Once the area is frozen, Dr. Pollock locates the tubes one at a time. He gently holds each tube between his fingertips, and grasps them with a specially designed ringed clamp. With a pair of special forceps, he makes one tiny puncture into the skin of the scrotum. This small line "l" , approximately 2 millimetres, represents the true size of the puncture. With the same instrument he gently lifts the first tube out through this opening.
You should be aware that once the tubes have been brought out through the tiny 2mm opening in the scrotum, approaches among physicians on how to block them differ. For example, some procedures involve just cutting and tying the ends of the tube. Others cauterize (burn) the ends. Still others affix metal titanium clips to the ends. Combinations of any of these are also possible. Dr. Pollock prefers to use a highly-effective and safe technique known as the Schmidt method, developed by American urologist Stanwood Schmidt (description follows).
Once the sperm tube (1.) is lifted out of the scrotum, it is cut and the upper end (abdominal) is cauterized. The cauterization on the end of the tube stimulates the formation of a strong scar that blocks the tube.
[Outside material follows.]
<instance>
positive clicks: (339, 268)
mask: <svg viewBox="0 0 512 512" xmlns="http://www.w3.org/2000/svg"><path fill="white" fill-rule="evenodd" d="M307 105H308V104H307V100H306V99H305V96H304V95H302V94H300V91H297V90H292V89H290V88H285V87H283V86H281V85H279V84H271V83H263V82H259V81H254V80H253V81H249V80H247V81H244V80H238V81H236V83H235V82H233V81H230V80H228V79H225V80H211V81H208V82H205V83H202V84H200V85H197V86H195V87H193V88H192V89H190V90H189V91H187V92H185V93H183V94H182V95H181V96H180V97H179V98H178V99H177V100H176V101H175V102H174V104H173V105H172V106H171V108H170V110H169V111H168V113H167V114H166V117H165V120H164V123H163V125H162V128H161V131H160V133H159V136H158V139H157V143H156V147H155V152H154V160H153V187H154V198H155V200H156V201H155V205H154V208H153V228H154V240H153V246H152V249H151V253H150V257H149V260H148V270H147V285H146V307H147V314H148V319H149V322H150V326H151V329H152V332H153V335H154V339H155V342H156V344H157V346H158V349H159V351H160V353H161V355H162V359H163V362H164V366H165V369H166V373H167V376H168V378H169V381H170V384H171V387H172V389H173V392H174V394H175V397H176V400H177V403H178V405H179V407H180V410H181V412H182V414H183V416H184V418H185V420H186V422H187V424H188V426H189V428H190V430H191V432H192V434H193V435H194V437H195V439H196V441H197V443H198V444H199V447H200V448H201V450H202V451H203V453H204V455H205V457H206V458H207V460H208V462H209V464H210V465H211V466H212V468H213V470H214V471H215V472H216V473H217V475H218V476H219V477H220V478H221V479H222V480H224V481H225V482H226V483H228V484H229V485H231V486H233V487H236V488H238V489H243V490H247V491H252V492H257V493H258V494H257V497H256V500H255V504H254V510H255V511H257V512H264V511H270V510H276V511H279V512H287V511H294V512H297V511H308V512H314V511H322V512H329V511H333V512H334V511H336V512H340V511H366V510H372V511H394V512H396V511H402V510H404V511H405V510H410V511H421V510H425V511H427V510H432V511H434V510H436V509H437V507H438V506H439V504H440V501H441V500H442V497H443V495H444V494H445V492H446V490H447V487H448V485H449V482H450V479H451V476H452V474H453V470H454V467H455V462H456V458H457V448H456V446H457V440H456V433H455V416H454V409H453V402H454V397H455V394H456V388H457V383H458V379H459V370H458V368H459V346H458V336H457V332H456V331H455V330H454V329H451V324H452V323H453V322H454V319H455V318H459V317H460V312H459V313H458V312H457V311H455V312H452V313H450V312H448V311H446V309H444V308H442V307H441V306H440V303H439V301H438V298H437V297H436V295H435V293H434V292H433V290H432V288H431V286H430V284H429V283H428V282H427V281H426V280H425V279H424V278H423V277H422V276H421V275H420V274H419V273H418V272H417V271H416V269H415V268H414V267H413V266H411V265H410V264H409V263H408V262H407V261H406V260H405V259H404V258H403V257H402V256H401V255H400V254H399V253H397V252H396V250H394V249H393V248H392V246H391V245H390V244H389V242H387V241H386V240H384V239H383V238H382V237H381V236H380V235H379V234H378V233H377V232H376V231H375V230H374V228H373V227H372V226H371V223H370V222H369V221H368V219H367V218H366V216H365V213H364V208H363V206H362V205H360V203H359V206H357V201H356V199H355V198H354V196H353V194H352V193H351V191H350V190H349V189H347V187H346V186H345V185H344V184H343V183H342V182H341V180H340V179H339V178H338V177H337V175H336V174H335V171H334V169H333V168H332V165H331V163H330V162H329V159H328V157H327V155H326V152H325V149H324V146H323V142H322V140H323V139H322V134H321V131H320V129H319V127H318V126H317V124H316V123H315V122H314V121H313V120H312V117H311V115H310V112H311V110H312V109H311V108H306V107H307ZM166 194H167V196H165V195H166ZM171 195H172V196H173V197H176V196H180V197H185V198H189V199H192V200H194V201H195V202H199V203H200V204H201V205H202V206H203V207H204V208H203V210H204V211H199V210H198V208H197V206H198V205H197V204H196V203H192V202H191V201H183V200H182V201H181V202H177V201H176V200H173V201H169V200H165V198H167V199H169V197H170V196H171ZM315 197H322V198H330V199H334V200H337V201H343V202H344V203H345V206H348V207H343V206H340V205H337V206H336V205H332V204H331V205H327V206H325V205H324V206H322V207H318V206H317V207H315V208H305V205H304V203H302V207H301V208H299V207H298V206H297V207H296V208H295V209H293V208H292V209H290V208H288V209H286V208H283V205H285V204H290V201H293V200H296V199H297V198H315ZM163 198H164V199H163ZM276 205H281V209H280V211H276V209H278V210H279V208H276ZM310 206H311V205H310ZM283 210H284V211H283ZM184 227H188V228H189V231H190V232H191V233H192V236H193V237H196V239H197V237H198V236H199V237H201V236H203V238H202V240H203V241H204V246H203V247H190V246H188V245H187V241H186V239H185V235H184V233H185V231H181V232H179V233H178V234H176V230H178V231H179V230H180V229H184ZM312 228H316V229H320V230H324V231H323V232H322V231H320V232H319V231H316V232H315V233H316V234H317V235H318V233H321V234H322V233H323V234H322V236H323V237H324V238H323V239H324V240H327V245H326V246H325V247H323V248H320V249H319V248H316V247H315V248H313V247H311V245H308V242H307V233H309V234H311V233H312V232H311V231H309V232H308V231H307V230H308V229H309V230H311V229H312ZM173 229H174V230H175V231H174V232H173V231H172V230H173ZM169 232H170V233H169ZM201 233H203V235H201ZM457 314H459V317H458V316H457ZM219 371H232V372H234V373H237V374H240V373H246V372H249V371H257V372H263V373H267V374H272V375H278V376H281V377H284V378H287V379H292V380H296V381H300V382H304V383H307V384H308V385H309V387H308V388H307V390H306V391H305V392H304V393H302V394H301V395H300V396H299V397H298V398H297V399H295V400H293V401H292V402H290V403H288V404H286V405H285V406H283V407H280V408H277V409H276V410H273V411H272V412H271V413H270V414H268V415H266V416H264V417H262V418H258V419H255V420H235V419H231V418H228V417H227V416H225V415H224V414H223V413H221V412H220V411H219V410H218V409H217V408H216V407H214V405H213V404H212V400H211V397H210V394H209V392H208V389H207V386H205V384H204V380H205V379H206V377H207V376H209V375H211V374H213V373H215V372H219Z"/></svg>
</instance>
This procedure is carried out on both sperm tubes.
* Some studies suggest that when the tube is cut, the testicular end should be left open (called Open-ended Vasectomy), and that doing this may, in fact, reduce the likelihood of post-vasectomy pain. The Open-ended vasectomy is the technique currently performed at the Pollock Clinics.
Dr. Pollock then carries out the next step (3.), that some studies suggest increases the success of the procedure, called fascial interposition. This step involves bringing the fascial sheath, or covering of the sperm tube, over one end of the cut tube to create a natural barrier between the two cut ends. Fascial interposition can be carried out using titanium clips or with a dissolvable thread. Dr. Pollock's preference is to use a dissolvable thread, thereby leaving no foreign metal bodies in the scrotum.
Dr. Pollock then gently places the separated ends back in the scrotum, and the same procedure is done through the same small opening on the other sperm tube. The opening is finally covered with a gauze pad, and you can pull up your athletic support and clothes. In Dr. Pollock's hand the one small skin opening is so tiny that it closes itself without the need for stitches or any other skin closure material. This tiny opening heals quickly and virtually without a trace. You can shower after your surgery without any problems, (of course no scrubbing of the surgical area should be done).
Everyone seems to wonder what happens to the sperm after their vasectomy. The testicles will continue to produce sperm that will in turn leak out the lower ends of the cut vas tubes. The sperm cells are surrounded and broken down by the body's waste removal cells into their component parts, which are either excreted or recycled. This process causes no concerns of any clinical significance.
To view the entire procedure. Check out the video page.
Our procedure is so simple and easy that after having something to drink and relaxing for few minutes, men have no trouble driving home on their own. So at the Pollock Clinics, you do not have to bring a driver with you.